Last updated: March 21, 2023
Person
Dr. Margaret Long
Margaret Long was born to Mary Woodward Glover (1845-1882) and John Davis Long (d. 1915), the 28th Governor of Massachusetts. She attended the Derby Academy in Hingham, MA before attending Smith College. There, she became good friends with Dorothy Reed, a woman also pursuing a medical career. They had a close friendship and when Reed went to Johns Hopkins in 1895 to become a doctor, she wrote Long encouraging her to come despite the challenges of becoming a doctor as a woman at the end of the nineteenth century. Long graduated from Smith College in 1895 and traveled Europe for a short while before taking courses at MIT to prepare for a medical career, eventually enrolling at Johns Hopkins three years after Reed enrolled. She graduated in 1903, serving as a nurse at the U.S. Naval Hospital in Brooklyn during the Spanish-American War before completing her program.
Long never married and lived many times with other women she was close with, eventually buying a home and settling in a part of Denver, Colorado that came to be defined by queer community. Records of the long term relationships Long had with various woman throughout her life— Reed, Martin, Gale, and Elsie Pratt— depict a life of deeply intimate relationships between unmarried women, often the best evidence historians have for recovering histories of queer women. Anne Martin and Long were good friends with Jane Addams and other prominent American women believed to have relationships outside of a traditional heterosexual framework.

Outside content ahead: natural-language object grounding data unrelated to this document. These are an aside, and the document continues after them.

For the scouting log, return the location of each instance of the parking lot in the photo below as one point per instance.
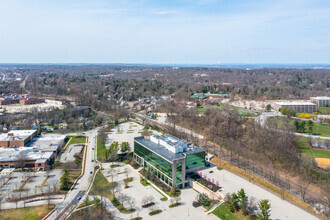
(280, 209)
(124, 132)
(68, 155)
(38, 183)
(137, 192)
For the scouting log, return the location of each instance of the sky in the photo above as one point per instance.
(165, 31)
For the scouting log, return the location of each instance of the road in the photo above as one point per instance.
(77, 193)
(262, 118)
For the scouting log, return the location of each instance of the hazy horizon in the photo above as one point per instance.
(208, 32)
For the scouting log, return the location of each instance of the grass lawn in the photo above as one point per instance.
(302, 142)
(324, 110)
(321, 130)
(223, 213)
(73, 175)
(77, 140)
(100, 149)
(315, 153)
(318, 129)
(30, 213)
(101, 186)
(202, 109)
(239, 111)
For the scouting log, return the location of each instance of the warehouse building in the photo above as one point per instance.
(321, 101)
(17, 138)
(170, 158)
(37, 154)
(296, 106)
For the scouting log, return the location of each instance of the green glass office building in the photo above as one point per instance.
(168, 157)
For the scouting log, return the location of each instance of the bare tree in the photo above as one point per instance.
(177, 199)
(303, 185)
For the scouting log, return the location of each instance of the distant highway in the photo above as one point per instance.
(78, 192)
(262, 119)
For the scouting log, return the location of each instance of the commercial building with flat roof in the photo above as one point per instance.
(321, 101)
(170, 158)
(17, 138)
(296, 106)
(206, 95)
(37, 154)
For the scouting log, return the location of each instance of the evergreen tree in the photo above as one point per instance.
(264, 207)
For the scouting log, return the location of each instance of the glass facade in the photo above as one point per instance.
(152, 158)
(152, 161)
(195, 160)
(178, 173)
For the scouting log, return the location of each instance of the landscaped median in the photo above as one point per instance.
(262, 182)
(155, 212)
(102, 186)
(35, 212)
(149, 176)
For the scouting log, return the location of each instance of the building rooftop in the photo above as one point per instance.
(41, 147)
(166, 152)
(321, 98)
(295, 103)
(202, 95)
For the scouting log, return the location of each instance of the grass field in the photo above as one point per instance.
(100, 149)
(321, 130)
(324, 110)
(101, 186)
(318, 129)
(77, 140)
(240, 111)
(315, 153)
(223, 213)
(30, 213)
(261, 182)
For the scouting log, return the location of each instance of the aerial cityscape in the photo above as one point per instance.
(130, 110)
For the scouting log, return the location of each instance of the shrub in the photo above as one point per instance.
(196, 204)
(175, 204)
(148, 205)
(155, 212)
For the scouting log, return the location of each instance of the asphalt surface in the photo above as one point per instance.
(77, 193)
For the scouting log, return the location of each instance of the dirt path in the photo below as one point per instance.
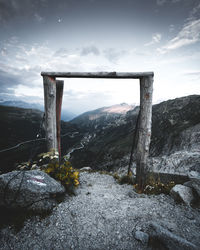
(103, 215)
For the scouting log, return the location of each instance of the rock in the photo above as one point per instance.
(141, 236)
(194, 177)
(161, 238)
(86, 169)
(182, 193)
(32, 190)
(188, 184)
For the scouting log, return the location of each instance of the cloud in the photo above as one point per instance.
(114, 55)
(90, 50)
(39, 18)
(162, 2)
(9, 9)
(155, 39)
(62, 52)
(189, 34)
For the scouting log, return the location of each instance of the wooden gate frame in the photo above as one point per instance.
(53, 92)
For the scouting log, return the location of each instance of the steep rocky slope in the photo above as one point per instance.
(18, 125)
(106, 215)
(175, 127)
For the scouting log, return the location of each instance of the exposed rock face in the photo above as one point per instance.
(180, 162)
(141, 236)
(104, 216)
(31, 190)
(164, 239)
(182, 193)
(194, 177)
(175, 134)
(18, 125)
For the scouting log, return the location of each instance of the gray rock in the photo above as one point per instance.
(141, 236)
(31, 190)
(182, 193)
(164, 239)
(86, 169)
(194, 176)
(188, 184)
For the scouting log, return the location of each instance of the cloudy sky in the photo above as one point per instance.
(99, 35)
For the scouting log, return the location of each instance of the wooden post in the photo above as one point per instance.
(50, 112)
(59, 95)
(144, 136)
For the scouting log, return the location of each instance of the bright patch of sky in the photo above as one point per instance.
(92, 35)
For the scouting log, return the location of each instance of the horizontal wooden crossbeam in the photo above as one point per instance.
(112, 75)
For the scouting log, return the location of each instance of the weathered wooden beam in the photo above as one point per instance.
(50, 112)
(144, 134)
(59, 95)
(112, 75)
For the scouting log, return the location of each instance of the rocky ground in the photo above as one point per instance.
(106, 215)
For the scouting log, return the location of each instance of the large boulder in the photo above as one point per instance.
(194, 177)
(182, 193)
(32, 190)
(161, 238)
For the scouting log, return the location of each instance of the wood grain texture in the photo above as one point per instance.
(144, 133)
(59, 95)
(112, 75)
(50, 112)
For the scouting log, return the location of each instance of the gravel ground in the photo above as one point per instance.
(103, 215)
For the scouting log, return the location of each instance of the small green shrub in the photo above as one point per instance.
(64, 172)
(127, 179)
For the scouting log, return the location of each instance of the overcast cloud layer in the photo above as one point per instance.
(99, 35)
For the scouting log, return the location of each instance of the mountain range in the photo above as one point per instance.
(65, 115)
(104, 137)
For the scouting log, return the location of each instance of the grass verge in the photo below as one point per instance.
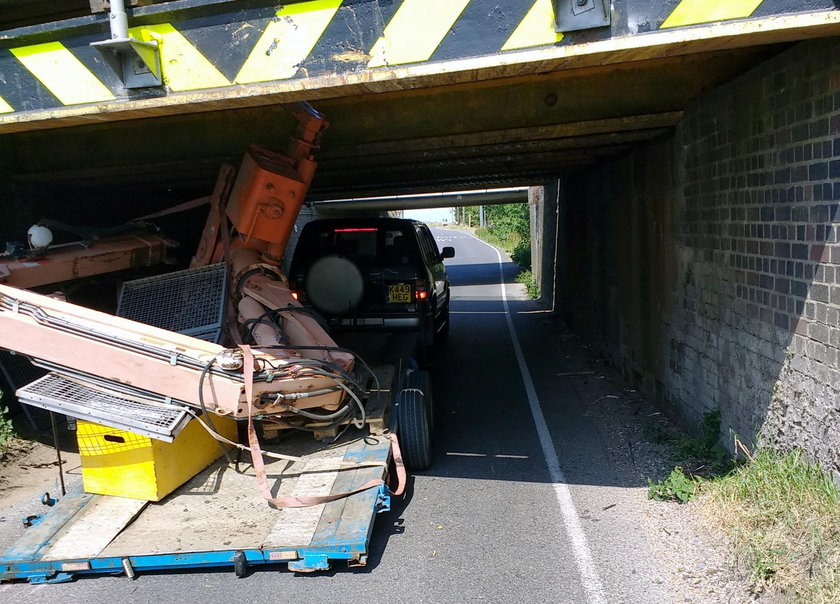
(783, 515)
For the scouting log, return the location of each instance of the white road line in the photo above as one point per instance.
(580, 548)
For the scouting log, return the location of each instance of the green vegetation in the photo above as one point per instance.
(507, 227)
(783, 514)
(677, 487)
(7, 430)
(531, 286)
(704, 453)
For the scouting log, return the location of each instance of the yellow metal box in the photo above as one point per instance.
(124, 464)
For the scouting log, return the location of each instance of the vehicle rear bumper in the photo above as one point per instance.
(412, 322)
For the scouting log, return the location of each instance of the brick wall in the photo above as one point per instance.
(710, 262)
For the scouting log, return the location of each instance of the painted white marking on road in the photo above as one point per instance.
(580, 548)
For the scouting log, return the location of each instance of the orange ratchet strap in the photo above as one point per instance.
(259, 464)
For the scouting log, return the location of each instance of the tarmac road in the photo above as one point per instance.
(524, 503)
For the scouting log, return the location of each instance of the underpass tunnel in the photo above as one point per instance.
(685, 207)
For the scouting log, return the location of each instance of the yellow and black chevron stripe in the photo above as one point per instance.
(322, 37)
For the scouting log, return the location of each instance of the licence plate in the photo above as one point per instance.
(399, 293)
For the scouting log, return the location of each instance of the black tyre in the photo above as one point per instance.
(414, 433)
(422, 381)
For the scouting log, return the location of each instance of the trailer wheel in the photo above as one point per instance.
(422, 381)
(414, 432)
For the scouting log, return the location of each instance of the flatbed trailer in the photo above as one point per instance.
(216, 519)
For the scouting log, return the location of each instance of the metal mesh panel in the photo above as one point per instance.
(109, 408)
(191, 301)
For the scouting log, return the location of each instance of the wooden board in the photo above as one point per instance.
(94, 528)
(221, 508)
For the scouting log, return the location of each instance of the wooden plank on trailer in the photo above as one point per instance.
(219, 508)
(222, 508)
(349, 519)
(94, 527)
(36, 538)
(296, 526)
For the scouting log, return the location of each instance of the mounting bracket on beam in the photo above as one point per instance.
(574, 15)
(136, 63)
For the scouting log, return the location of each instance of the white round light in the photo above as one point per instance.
(39, 236)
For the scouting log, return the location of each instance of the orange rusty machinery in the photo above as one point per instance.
(295, 365)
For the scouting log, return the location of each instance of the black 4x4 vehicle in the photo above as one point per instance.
(379, 273)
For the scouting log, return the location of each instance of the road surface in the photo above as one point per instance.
(525, 502)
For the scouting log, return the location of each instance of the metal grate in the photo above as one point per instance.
(156, 418)
(191, 302)
(18, 370)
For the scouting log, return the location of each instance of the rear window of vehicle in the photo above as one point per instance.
(363, 245)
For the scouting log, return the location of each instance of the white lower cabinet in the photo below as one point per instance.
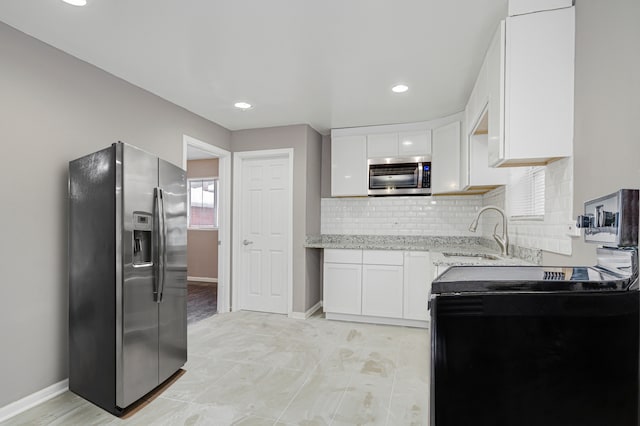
(418, 272)
(382, 290)
(342, 288)
(383, 286)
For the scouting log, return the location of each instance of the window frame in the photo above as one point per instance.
(517, 184)
(216, 197)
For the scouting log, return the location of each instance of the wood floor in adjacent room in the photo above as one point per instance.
(248, 368)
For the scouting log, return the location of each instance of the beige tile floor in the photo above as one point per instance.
(249, 368)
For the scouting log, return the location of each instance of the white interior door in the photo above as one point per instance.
(265, 224)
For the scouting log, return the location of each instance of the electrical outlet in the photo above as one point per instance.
(573, 230)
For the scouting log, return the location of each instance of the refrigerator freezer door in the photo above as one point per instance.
(137, 357)
(173, 306)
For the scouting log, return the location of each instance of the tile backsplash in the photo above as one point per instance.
(427, 216)
(452, 215)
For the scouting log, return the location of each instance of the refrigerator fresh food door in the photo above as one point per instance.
(137, 330)
(173, 297)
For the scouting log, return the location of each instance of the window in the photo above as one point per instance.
(526, 192)
(203, 203)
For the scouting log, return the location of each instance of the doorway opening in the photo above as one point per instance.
(208, 183)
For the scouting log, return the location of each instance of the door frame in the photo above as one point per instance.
(238, 161)
(224, 214)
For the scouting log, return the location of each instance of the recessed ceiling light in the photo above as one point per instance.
(76, 2)
(400, 88)
(242, 105)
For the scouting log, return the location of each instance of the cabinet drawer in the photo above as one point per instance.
(343, 256)
(382, 257)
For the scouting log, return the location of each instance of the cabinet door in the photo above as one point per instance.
(539, 74)
(343, 256)
(412, 144)
(445, 176)
(382, 145)
(342, 288)
(495, 78)
(480, 174)
(418, 274)
(349, 166)
(382, 291)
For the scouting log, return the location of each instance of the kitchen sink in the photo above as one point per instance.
(472, 256)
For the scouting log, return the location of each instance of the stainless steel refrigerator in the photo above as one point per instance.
(127, 275)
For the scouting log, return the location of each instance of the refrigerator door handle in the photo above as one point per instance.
(159, 210)
(163, 251)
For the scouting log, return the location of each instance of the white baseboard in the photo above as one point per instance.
(304, 315)
(377, 320)
(203, 279)
(32, 400)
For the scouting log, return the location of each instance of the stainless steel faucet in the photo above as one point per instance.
(503, 241)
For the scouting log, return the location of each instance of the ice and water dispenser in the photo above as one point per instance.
(142, 232)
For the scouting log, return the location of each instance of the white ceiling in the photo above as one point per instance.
(328, 63)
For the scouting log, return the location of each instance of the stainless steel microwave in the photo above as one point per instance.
(400, 176)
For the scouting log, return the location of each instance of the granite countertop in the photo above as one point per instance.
(469, 250)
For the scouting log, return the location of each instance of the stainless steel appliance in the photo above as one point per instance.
(553, 346)
(127, 275)
(399, 176)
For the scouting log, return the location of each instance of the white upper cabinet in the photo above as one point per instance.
(539, 50)
(399, 144)
(521, 7)
(495, 107)
(414, 144)
(349, 166)
(445, 176)
(382, 145)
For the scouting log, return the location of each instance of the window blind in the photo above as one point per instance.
(525, 192)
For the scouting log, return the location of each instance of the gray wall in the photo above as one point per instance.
(306, 184)
(313, 266)
(607, 107)
(326, 167)
(55, 108)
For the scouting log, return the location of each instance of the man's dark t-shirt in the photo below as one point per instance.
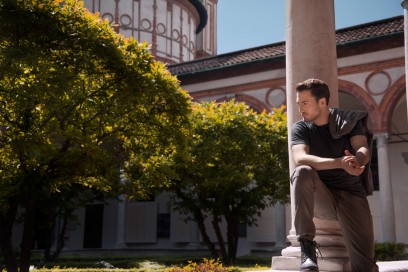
(322, 144)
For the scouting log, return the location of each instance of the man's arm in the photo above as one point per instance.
(360, 145)
(301, 156)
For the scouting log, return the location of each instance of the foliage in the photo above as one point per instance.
(235, 165)
(207, 265)
(78, 103)
(388, 251)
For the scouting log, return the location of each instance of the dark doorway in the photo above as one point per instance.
(93, 226)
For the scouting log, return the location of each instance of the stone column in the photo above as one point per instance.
(311, 53)
(404, 4)
(280, 225)
(386, 195)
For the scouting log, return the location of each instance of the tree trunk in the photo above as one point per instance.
(61, 239)
(28, 233)
(232, 236)
(221, 242)
(206, 239)
(7, 219)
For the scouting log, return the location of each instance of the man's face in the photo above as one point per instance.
(309, 108)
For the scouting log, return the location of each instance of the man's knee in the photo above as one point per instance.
(303, 172)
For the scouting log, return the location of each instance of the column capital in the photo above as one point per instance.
(382, 135)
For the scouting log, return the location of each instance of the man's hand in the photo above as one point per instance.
(351, 165)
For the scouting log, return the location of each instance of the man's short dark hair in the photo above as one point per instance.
(318, 88)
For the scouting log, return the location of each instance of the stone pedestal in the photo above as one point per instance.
(332, 256)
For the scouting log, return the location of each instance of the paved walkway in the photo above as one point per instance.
(397, 266)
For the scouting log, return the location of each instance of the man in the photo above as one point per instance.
(330, 148)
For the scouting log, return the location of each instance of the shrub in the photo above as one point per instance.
(388, 251)
(205, 266)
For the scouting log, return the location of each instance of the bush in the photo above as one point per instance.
(206, 266)
(390, 251)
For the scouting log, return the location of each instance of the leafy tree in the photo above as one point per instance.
(235, 166)
(78, 103)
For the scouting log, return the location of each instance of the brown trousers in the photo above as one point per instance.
(314, 199)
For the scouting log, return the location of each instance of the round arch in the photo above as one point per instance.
(389, 102)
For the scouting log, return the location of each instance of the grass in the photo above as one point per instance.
(142, 264)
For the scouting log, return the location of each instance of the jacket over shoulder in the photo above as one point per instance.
(341, 123)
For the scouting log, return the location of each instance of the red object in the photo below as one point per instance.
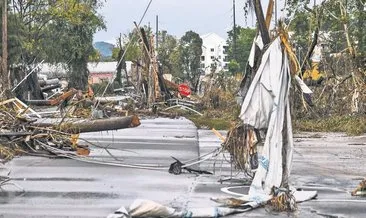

After contracting tuberculosis, she moved to Denver, CO in 1905, where she practiced medicine until her retirement in 1930. In retirement, Long discovered a passion for the West and the Overland trails crisscrossing the desert landscapes that many people used to migrate West in the mid-1800s. She spent many years driving the overland trails, including attempts to find and follow the path of the Death Valley ‘49ers. She began exploring DEVA in 1921 and continued to visit through 1950. While exploring Beatty, NV, Long met Anne Martin, a Nevada suffragist and Senate hopeful. Martin and Long spent many months exploring Death Valley alone together and Long was an active assistant in Martin’s campaigns. In 1941, Long published her book on Death Valley, The Shadow of the Arrow.
The Shadow of the Arrow documents both the landscapes and the histories of the region in a manner similar to that of Perkins in White Heart of the Mojave, but with significantly more research conducted in and around the area. It contains a variety of small vignettes that Long revised and expanded upon in 1950 for the second edition. The book traces Long and Martin’s multiple journeys throughout Death Valley while also pieces together the trail of the Death Valley ‘49ers. By the end of her book, Long makes clear that Mrs. Juliet Brier was the motivation for her adventures in the Death Valley region. The book is lined with admiration and celebration of Brier, demonstrating a connection spanning 100 years of women surviving the desert despite the odds.